While fronting a Tier 1 disk array with a data deduplication box doesn't seem like a mainstream use case, about 60% of the 2,500 NetApp customers who have turned on data dedupe use it for primary storage, said Chris Cummings, NetApp senior director of data protection solutions. While there might be performance hit for data deduplication, NetApp uses a post-process approach that consolidates data processing into off hours.
"This won't be a flagship piece of our portfolio -- just another option for customers," Cummings admitted.
NetApp still has several key items on its data deduplication roadmap, including support for its virtual tape libraries (VTL), deduping across FlexVols to improve efficiency in larger systems, a GUI and data dedupe monitoring, Cummings said.
NetApp's data deduplication is currently running on his company's clustered FAS3020 filer, said Jim Krochmal, manager of IT for Polysius, a designer and installer of cement plants and equipment. The company dedupes CIFS volumes, including Office documents, CAD designs and user home directories.
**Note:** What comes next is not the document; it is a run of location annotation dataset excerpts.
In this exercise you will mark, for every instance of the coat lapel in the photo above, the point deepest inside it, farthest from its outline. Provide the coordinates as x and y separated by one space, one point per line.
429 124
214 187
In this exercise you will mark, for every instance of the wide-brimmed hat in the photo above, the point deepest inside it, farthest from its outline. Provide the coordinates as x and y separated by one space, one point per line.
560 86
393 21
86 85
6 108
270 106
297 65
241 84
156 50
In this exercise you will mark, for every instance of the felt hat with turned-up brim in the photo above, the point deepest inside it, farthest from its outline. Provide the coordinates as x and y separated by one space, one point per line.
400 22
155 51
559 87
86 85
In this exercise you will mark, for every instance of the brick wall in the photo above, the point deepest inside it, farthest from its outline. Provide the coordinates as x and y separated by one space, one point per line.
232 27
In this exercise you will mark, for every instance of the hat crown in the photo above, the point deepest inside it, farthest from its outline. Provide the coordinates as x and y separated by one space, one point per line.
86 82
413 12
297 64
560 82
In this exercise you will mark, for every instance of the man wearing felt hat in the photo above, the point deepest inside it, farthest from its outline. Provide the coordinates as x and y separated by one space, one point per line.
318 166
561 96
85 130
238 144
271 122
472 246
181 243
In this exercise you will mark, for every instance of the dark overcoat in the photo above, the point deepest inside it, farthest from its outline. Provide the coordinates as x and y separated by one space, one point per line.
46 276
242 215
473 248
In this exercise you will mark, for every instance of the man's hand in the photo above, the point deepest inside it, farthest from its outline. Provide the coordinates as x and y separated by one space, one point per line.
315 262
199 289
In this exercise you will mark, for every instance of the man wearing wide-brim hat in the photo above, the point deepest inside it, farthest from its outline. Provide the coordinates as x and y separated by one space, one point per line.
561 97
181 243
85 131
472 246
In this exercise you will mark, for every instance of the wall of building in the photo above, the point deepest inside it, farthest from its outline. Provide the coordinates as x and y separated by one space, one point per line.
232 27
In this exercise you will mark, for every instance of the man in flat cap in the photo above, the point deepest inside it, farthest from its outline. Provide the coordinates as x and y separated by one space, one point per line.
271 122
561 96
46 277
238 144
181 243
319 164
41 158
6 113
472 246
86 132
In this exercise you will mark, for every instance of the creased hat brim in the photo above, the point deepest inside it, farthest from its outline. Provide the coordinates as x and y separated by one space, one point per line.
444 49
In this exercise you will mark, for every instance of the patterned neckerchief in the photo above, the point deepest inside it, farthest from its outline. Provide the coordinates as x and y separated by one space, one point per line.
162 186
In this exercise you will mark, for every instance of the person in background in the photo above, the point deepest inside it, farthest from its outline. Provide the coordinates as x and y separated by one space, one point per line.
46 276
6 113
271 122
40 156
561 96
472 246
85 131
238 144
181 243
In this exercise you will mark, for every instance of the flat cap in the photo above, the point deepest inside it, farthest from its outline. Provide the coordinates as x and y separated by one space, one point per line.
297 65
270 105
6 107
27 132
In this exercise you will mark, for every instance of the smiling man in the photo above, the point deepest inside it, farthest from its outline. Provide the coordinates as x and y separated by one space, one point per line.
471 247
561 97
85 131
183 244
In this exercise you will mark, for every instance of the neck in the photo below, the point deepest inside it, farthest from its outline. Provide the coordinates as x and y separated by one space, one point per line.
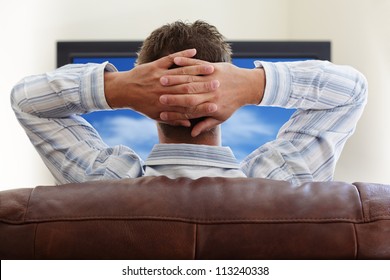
210 138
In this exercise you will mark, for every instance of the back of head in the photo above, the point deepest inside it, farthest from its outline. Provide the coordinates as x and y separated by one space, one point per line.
178 36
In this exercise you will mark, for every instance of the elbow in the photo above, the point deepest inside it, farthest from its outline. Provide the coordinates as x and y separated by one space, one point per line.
17 96
360 91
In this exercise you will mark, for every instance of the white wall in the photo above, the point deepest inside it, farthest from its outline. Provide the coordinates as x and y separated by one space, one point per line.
29 30
360 34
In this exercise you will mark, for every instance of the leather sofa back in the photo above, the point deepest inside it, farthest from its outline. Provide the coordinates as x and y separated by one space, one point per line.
208 218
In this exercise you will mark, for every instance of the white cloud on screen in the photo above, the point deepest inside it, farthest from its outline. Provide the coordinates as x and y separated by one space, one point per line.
246 130
243 132
140 134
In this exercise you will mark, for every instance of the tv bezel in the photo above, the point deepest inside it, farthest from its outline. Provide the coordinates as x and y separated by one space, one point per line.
68 50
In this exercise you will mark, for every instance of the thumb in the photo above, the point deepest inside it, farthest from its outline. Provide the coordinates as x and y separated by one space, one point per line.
167 61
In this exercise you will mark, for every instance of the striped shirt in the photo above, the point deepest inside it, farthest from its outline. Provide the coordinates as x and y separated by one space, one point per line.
329 100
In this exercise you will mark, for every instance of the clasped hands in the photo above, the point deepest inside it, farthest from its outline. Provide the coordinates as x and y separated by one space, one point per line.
195 89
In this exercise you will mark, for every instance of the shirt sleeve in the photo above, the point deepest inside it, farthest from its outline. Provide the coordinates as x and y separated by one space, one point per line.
329 100
49 106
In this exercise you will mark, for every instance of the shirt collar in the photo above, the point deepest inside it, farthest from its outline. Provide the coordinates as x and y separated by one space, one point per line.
190 154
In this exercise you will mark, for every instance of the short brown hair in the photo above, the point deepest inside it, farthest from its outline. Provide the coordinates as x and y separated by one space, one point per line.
177 36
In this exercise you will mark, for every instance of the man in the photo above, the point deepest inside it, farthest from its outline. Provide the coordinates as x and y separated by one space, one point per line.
329 101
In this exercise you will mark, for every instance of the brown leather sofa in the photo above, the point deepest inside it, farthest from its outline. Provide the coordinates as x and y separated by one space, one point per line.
208 218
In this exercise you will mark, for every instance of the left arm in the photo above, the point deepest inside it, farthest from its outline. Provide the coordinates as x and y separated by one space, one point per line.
329 100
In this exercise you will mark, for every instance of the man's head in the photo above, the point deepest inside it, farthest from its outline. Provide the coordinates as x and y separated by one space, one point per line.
210 46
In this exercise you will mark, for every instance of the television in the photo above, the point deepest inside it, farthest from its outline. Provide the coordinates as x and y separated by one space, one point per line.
249 128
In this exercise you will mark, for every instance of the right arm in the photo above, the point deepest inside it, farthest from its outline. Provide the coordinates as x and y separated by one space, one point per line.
49 106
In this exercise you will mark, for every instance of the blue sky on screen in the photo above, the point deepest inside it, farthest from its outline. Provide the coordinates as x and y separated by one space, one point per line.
249 128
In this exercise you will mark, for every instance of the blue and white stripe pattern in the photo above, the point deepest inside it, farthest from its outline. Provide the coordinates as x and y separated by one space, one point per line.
329 101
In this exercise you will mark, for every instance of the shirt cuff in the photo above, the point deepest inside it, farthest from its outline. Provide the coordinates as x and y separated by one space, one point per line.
92 87
278 84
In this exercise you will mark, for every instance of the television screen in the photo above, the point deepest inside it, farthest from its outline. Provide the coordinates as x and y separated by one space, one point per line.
249 128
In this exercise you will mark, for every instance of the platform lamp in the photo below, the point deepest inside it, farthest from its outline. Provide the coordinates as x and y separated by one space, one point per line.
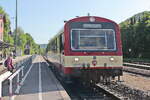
16 20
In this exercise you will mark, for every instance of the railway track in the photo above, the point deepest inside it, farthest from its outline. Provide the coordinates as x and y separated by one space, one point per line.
139 69
79 91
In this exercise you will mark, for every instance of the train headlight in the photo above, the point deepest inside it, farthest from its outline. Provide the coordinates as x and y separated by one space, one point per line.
76 59
112 59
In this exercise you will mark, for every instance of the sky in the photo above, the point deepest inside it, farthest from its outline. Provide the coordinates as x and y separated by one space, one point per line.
44 18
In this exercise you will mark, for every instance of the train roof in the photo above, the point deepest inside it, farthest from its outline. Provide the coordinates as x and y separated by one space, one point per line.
83 18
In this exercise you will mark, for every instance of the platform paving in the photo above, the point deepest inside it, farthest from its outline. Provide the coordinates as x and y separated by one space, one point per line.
41 84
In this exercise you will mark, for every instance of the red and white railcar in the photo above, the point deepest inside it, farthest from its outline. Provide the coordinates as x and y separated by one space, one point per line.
87 47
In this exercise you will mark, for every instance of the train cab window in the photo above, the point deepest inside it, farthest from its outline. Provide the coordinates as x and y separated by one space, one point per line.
93 39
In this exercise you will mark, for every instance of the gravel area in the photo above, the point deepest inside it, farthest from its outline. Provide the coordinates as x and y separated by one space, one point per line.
136 81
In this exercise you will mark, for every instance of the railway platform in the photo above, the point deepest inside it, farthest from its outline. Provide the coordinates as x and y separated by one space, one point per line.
39 83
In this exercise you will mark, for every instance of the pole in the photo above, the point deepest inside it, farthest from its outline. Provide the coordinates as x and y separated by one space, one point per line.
16 26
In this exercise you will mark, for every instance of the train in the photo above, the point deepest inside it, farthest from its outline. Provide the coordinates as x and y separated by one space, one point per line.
87 48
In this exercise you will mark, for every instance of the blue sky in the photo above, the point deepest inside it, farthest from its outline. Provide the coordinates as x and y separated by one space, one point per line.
44 18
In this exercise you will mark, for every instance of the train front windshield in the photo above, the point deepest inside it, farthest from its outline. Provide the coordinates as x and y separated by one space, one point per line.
93 40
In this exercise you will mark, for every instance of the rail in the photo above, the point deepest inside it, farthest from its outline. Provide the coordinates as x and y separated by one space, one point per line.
8 75
137 66
17 73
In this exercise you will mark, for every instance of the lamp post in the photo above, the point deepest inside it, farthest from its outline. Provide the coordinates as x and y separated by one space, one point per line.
16 20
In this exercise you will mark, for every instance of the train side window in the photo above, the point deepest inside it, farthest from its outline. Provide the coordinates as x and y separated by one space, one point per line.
61 42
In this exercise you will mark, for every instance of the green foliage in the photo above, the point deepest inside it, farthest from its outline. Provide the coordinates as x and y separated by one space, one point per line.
136 36
7 38
20 39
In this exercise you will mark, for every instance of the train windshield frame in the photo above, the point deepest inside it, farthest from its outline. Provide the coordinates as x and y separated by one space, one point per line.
93 40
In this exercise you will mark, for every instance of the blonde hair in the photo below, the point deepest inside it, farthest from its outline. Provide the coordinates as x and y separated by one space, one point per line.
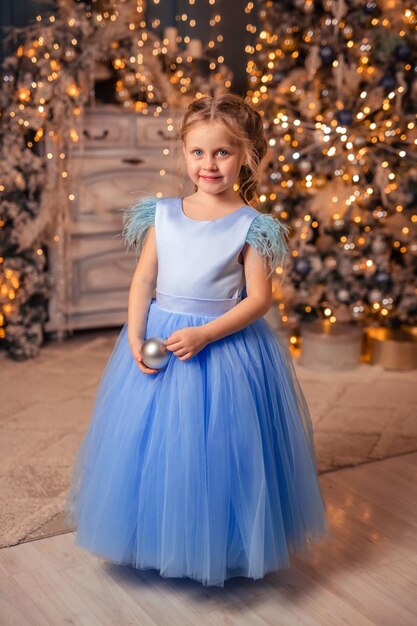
245 128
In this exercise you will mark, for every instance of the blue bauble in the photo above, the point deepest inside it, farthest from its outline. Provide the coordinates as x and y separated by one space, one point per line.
344 117
302 266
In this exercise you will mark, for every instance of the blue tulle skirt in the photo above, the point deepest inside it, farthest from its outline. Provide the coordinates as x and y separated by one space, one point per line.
204 470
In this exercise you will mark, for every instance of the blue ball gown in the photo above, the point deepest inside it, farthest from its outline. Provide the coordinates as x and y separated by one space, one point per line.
206 469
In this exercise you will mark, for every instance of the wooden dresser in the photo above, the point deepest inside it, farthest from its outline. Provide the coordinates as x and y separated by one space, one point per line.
124 156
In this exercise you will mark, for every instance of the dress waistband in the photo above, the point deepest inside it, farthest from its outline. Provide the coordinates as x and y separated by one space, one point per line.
195 306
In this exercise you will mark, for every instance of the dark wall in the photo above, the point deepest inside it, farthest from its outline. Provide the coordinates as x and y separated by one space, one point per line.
21 12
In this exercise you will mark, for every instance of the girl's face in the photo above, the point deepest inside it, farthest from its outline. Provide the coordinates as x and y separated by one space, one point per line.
213 161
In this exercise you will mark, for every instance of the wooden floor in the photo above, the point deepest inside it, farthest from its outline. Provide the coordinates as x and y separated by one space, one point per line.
366 574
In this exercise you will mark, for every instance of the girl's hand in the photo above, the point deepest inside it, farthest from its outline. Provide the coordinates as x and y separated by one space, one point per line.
186 342
135 348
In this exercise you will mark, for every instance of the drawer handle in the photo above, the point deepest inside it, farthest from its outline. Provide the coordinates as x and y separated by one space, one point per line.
132 161
96 137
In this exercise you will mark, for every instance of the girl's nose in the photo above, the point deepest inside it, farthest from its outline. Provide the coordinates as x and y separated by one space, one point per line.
210 164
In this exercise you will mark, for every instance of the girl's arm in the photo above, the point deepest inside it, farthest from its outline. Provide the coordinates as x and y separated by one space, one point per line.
256 304
140 294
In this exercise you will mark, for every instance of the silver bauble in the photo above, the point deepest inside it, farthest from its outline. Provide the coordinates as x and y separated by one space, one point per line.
154 354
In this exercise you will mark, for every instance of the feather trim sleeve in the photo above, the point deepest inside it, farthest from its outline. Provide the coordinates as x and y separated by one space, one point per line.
137 220
267 235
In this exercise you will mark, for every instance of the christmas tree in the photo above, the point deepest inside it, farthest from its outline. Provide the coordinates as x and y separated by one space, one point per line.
336 83
46 85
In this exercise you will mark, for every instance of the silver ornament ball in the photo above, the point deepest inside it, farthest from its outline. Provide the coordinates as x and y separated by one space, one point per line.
154 354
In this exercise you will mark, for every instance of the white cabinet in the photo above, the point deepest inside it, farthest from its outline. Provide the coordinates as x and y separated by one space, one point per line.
123 157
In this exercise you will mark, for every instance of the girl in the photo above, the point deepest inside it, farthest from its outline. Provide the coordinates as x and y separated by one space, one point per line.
205 468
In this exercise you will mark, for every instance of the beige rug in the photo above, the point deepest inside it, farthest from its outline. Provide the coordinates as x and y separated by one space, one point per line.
46 405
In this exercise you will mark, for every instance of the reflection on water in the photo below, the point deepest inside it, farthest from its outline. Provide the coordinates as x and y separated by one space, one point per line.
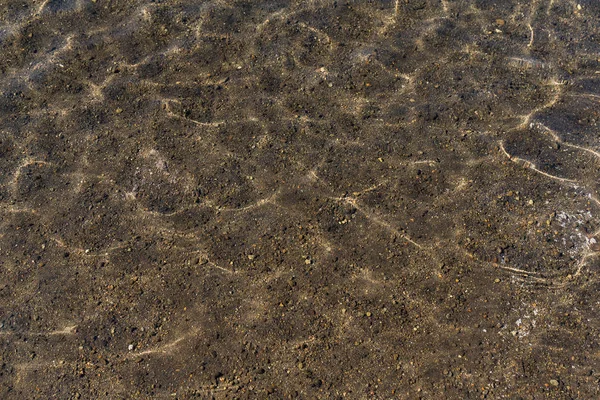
236 144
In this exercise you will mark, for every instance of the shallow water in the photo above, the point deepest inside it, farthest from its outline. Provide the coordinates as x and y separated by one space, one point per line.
308 199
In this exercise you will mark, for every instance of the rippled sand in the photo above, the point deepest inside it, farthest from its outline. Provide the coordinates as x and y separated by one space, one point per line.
299 199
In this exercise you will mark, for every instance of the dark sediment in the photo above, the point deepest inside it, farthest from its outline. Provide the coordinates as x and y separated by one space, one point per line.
316 199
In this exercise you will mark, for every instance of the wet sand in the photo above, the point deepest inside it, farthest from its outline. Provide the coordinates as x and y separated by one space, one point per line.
284 199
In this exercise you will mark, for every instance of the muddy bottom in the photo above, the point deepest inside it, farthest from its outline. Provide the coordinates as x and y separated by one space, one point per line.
299 199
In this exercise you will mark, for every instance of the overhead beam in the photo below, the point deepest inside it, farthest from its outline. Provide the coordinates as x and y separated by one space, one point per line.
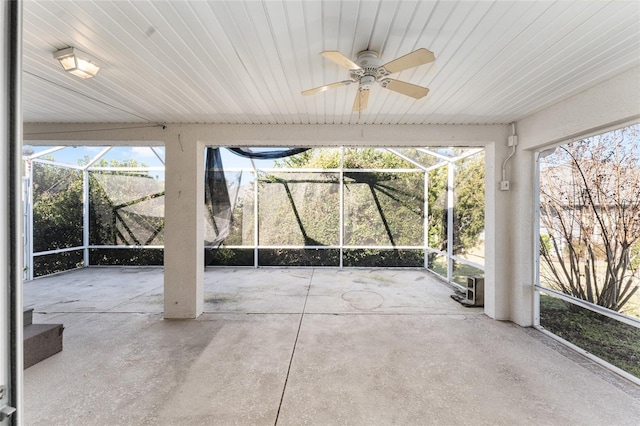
263 134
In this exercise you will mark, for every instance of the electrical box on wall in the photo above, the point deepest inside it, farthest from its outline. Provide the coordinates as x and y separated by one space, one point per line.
473 294
475 291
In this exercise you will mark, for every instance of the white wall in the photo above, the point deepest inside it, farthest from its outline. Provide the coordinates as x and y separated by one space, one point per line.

Krochmal hasn't seen performance penalties for using data dedupe with production data, and deduplication across FlexVols hasn't been an issue for him. "For our configuration, every volume has 1 TB or less," he said. "We're small enough where that doesn't hit us."
However, Krochmal is hoping to see a GUI and data deduplication performance and capacity monitoring sometime soon. "Everything uses a text console right now," he said.
Cummings responded that for now, data deduplication performance throttling is handled by the system automatically until NetApp provides a GUI and dedupe monitoring.
Gartner analyst David Russell said NetApp may have placed integration with V-Series ahead of its other stated goals for data deduplication in order to boost sales of a product that's lagging behind.
"Among storage virtualization products, our research data shows about 12,000 IBM SVC, and about 9,300 HDS USP and NSC55 deployments to date, compared with about 2,000 for V-Series," he said. "This integration is probably meant to push V-Series and is also part of NetApp's campaign to go from a NAS to an infrastructure supplier."
NetApp is "a $4 billion company that a lot of very senior IT leaders have never heard of," Balaouras said. "They need to explain how they solve broad IT challenges and be seen as a strategic IT partner, not just a storage vendor or supplier."